What would you do if you were sitting quietly in your living room when two mysterious strangers appeared from out of nowhere -- and then told you they were "ascended masters" who had come to reveal some shocking secrets of existence and teach you the miraculous powers of forgiveness? Would you call the cops? Call a psychiatrist? Call out for pizza? When two such teachers appeared before Gary Renard in 1992, he chose to listen to them (and ask a lot of impertinent questions). The result is this startling book: an extraordinary record of 17 mind-bending conversations that took place over nearly a decade, reorienting the author's life and giving the world an uncompromising perspective on A Course in Miracles -- a spiritual teaching destined to change human history.

 
I Ching or Book of Changes
(Arkana)
 
The I Ching was originally used for divination, kind of like palm reading or interpreting the stars. It differs from simple prognostication, however, in that it demands us, as diviners, to cultivate an understanding of the world and ourselves. Without this understanding, the text is useless, hence the value of the commentaries, particularly Wilhelm's. He is able to offer enormous assistance because he spent the better part of a decade in China studying under classically trained scholars.

 

The Luminous Life: How to Shine like the Sun
by Peter Rosen
 
From the author: This book was written to depict heroes as they should be, mentors to emulate. I hope this book gives you the encouragement to stretch and reach for your highest self. May you break down all the prison walls of limitation. May you fly into the light of the Luminous Life.

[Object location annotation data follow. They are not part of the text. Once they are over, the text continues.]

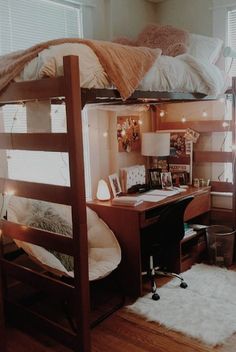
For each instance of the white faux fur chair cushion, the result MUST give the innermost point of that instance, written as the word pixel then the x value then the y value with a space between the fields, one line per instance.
pixel 103 247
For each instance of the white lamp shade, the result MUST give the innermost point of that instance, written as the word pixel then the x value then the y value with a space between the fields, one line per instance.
pixel 103 192
pixel 155 144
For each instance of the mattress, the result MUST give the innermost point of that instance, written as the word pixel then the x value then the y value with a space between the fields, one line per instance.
pixel 182 73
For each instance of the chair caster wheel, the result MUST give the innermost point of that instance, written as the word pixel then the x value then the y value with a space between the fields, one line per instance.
pixel 155 297
pixel 183 284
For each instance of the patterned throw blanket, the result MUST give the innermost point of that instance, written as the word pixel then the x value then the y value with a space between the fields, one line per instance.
pixel 124 65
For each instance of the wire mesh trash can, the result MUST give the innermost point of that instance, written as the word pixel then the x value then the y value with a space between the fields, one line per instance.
pixel 220 244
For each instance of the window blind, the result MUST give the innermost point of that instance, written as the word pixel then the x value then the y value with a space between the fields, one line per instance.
pixel 27 22
pixel 22 24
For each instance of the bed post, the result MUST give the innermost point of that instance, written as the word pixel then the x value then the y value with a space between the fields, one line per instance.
pixel 78 202
pixel 2 315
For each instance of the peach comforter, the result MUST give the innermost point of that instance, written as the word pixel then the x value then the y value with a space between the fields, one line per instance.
pixel 124 65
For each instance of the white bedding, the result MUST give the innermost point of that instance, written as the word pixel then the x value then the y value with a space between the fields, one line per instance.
pixel 182 73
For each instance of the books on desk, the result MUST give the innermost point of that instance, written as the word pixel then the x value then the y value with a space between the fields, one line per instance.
pixel 127 201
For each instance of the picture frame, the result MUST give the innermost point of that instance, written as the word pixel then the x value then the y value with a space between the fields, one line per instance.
pixel 115 184
pixel 180 178
pixel 166 180
pixel 154 177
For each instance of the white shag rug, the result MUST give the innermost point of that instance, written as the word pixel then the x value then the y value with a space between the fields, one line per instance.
pixel 206 310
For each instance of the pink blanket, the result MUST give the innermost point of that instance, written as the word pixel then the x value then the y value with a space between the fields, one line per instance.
pixel 124 65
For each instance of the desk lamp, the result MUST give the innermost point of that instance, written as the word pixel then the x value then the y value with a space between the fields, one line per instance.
pixel 155 144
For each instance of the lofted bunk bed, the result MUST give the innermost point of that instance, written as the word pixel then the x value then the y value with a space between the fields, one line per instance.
pixel 75 96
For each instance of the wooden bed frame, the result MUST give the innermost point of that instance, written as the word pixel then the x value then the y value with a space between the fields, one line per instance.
pixel 68 88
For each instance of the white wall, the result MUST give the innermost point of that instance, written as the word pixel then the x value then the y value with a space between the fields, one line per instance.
pixel 192 15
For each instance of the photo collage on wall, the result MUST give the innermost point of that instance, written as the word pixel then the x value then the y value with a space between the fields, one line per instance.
pixel 179 162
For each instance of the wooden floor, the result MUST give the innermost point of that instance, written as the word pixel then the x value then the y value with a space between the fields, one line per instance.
pixel 121 332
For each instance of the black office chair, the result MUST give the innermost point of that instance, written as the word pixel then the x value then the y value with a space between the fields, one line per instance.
pixel 160 243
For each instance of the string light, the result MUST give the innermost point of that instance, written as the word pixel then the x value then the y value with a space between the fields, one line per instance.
pixel 225 124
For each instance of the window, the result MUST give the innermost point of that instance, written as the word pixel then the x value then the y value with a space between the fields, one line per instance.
pixel 231 41
pixel 22 24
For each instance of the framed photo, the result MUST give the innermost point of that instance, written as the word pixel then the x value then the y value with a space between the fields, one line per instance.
pixel 166 180
pixel 154 176
pixel 115 184
pixel 180 178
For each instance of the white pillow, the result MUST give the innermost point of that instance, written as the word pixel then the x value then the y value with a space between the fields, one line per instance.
pixel 103 247
pixel 205 48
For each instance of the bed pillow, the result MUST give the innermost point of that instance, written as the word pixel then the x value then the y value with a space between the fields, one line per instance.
pixel 205 48
pixel 172 41
pixel 103 247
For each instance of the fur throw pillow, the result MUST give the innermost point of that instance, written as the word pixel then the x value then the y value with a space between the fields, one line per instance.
pixel 46 218
pixel 171 40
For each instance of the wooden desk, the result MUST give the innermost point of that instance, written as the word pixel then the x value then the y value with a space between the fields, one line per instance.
pixel 128 222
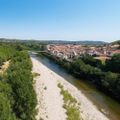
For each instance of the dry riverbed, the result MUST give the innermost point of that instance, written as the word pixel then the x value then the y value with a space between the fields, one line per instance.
pixel 51 102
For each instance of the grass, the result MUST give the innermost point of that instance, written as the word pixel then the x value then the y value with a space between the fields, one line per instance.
pixel 70 104
pixel 35 74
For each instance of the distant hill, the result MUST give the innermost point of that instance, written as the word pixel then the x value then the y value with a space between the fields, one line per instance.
pixel 116 42
pixel 85 42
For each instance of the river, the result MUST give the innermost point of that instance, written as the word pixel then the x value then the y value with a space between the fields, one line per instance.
pixel 105 104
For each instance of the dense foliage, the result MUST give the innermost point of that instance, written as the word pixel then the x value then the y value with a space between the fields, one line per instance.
pixel 104 78
pixel 17 96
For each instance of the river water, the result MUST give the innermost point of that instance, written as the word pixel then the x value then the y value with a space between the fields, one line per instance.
pixel 105 104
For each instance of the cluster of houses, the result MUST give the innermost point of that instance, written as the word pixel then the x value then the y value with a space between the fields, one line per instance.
pixel 71 51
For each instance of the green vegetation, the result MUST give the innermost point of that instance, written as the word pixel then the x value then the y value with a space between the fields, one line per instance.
pixel 105 77
pixel 70 104
pixel 17 96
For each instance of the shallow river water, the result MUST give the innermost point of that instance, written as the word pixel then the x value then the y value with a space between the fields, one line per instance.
pixel 105 104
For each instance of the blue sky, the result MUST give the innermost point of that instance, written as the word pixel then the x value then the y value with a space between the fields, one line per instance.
pixel 60 19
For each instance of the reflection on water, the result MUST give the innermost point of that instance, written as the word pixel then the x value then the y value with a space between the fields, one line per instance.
pixel 105 104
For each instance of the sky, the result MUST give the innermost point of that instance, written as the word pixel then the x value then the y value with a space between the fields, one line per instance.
pixel 60 19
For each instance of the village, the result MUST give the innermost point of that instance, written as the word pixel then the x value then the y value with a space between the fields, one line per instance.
pixel 71 51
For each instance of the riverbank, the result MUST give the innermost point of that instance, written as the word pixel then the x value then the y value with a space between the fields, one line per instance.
pixel 50 101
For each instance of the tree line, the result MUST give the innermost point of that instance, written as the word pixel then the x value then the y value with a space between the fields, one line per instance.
pixel 17 96
pixel 106 77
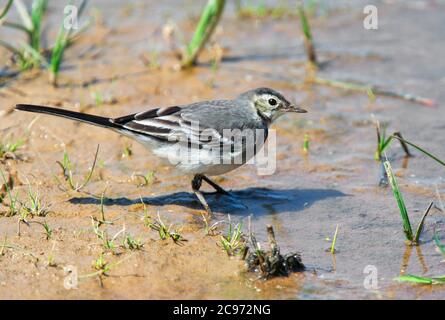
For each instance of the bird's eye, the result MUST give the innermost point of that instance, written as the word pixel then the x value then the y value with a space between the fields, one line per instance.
pixel 272 101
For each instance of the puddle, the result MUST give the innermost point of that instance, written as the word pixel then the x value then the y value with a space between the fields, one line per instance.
pixel 336 183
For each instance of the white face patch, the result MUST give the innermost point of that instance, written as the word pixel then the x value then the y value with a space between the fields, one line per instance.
pixel 268 105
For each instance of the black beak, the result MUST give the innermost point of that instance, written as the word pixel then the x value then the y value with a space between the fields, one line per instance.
pixel 292 108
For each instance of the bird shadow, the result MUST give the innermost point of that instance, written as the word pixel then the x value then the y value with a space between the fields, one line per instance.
pixel 260 201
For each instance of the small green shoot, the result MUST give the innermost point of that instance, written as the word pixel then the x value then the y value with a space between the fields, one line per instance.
pixel 35 207
pixel 210 230
pixel 234 242
pixel 66 166
pixel 165 232
pixel 421 280
pixel 48 230
pixel 147 179
pixel 308 40
pixel 8 149
pixel 439 245
pixel 413 239
pixel 132 243
pixel 102 219
pixel 14 203
pixel 306 144
pixel 334 241
pixel 6 9
pixel 51 257
pixel 206 25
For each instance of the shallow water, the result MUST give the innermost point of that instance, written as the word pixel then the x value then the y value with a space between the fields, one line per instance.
pixel 304 200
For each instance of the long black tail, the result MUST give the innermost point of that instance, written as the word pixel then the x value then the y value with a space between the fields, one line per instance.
pixel 87 118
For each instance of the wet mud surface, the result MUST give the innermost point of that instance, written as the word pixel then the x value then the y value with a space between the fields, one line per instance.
pixel 304 200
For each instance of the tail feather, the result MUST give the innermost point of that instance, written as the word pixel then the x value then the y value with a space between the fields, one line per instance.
pixel 87 118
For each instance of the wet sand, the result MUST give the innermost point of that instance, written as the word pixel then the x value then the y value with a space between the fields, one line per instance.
pixel 337 183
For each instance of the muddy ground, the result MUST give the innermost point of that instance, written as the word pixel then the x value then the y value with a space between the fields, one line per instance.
pixel 307 196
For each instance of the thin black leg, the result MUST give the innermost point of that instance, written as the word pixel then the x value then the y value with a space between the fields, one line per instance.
pixel 218 188
pixel 196 184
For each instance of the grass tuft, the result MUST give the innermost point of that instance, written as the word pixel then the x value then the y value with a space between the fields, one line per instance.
pixel 67 172
pixel 164 231
pixel 234 242
pixel 412 238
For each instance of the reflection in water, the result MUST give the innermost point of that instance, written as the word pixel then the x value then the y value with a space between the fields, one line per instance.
pixel 260 201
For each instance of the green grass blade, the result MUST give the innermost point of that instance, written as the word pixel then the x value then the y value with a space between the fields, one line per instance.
pixel 440 246
pixel 420 149
pixel 308 40
pixel 206 25
pixel 421 280
pixel 37 11
pixel 57 54
pixel 334 240
pixel 24 15
pixel 6 9
pixel 400 202
pixel 422 221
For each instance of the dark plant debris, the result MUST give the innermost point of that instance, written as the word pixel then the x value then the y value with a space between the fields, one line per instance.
pixel 271 263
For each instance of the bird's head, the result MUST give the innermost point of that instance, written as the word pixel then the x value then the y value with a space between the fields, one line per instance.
pixel 270 103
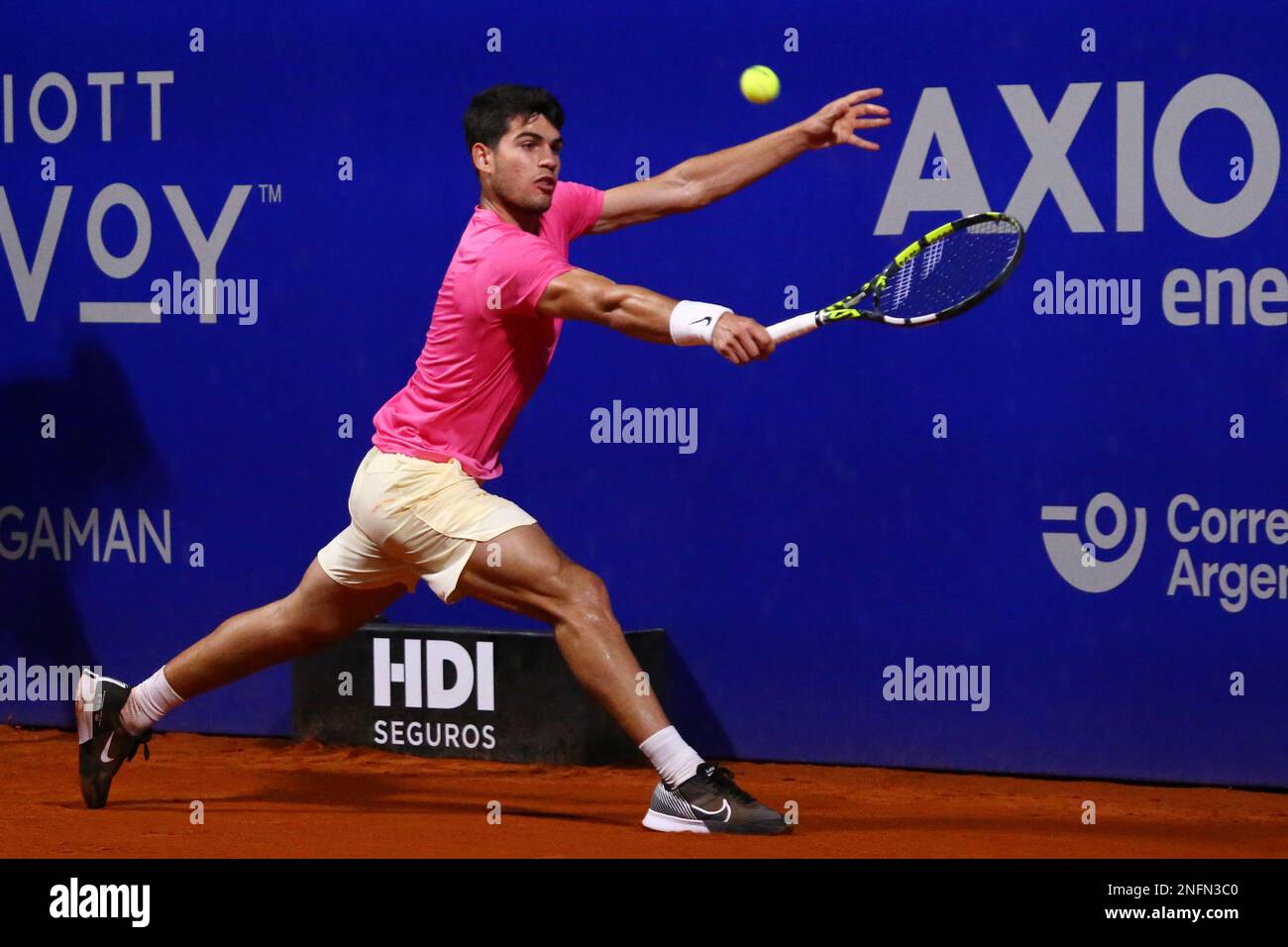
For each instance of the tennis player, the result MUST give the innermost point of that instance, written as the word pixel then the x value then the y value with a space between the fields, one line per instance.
pixel 417 502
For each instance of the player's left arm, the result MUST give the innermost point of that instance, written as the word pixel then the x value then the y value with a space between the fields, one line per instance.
pixel 707 178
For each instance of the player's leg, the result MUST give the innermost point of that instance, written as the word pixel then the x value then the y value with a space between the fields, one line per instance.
pixel 523 571
pixel 114 719
pixel 317 613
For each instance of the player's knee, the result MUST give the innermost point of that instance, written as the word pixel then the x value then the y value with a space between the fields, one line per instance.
pixel 305 629
pixel 585 598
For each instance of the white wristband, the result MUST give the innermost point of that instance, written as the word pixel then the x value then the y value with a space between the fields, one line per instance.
pixel 692 324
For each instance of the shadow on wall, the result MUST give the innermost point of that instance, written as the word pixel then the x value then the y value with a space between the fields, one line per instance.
pixel 101 458
pixel 688 709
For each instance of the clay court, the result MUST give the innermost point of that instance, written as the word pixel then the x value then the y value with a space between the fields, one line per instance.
pixel 275 797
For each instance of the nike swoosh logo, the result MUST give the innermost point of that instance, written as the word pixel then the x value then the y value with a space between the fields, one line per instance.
pixel 724 808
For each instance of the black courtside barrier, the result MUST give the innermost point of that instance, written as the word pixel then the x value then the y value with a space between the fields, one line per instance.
pixel 473 693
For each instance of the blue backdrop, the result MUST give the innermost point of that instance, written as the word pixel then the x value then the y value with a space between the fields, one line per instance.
pixel 911 471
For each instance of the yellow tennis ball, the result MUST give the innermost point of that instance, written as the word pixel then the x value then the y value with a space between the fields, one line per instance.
pixel 759 84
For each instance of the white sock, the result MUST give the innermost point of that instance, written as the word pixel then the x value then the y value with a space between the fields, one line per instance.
pixel 149 702
pixel 673 759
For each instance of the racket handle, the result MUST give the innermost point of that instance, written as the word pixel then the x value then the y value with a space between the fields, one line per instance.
pixel 794 328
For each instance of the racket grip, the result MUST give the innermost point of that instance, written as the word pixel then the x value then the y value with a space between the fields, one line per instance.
pixel 794 328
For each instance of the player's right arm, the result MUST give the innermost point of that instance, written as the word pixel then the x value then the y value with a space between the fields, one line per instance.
pixel 645 315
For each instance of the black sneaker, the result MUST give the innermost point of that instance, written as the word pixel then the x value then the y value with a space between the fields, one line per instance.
pixel 711 801
pixel 104 744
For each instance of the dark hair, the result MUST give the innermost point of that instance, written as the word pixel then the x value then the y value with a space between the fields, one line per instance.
pixel 489 112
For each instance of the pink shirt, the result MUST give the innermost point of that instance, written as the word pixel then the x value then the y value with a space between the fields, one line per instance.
pixel 487 348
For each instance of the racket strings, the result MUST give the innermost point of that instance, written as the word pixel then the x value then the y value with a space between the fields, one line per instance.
pixel 949 270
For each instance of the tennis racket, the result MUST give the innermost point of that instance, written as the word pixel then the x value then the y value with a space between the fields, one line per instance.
pixel 951 269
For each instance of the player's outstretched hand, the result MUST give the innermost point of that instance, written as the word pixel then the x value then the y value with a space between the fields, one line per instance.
pixel 741 341
pixel 838 121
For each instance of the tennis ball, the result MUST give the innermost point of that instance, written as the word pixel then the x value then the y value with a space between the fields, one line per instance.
pixel 759 84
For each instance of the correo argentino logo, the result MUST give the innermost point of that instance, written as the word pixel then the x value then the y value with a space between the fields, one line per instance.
pixel 1077 561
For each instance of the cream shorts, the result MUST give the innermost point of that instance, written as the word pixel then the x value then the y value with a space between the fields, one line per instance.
pixel 413 519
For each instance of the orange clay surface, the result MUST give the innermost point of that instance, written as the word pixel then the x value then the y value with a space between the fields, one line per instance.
pixel 275 797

The Power of Intention: Learning to Co-Create Your World Your Way
by Wayne W. Dyer
 
Intention is generally viewed as a pit-bull kind of determination propelling one to succeed at all costs by never giving up on an inner picture. However, intention is viewed very differently in this book. Dyer has researched intention as a force in the universe that allows the act of creation to take place. This book explores intention - not as something you do - but as an energy you're a part of. We're all intended here through the invisible power of intention. This is the first book to look at intention as a field of energy that you can access to begin co-creating your life with the power of intention.

 
The Wisdom of Insecurity
by Alan Watts
 
Helps you to realize that life and self are movement, an endlessly changing present that we can not hold on to. Our sense of 'insecurity' is our trying to make things permanent--typically by regretting the past, worrying about the future, but always doing so in a present moment of which we thus are not aware. As Watts uses the term, 'insecurity' does not refer to a psychological state to be overcome, but rather is a reference to the changing nature of everything.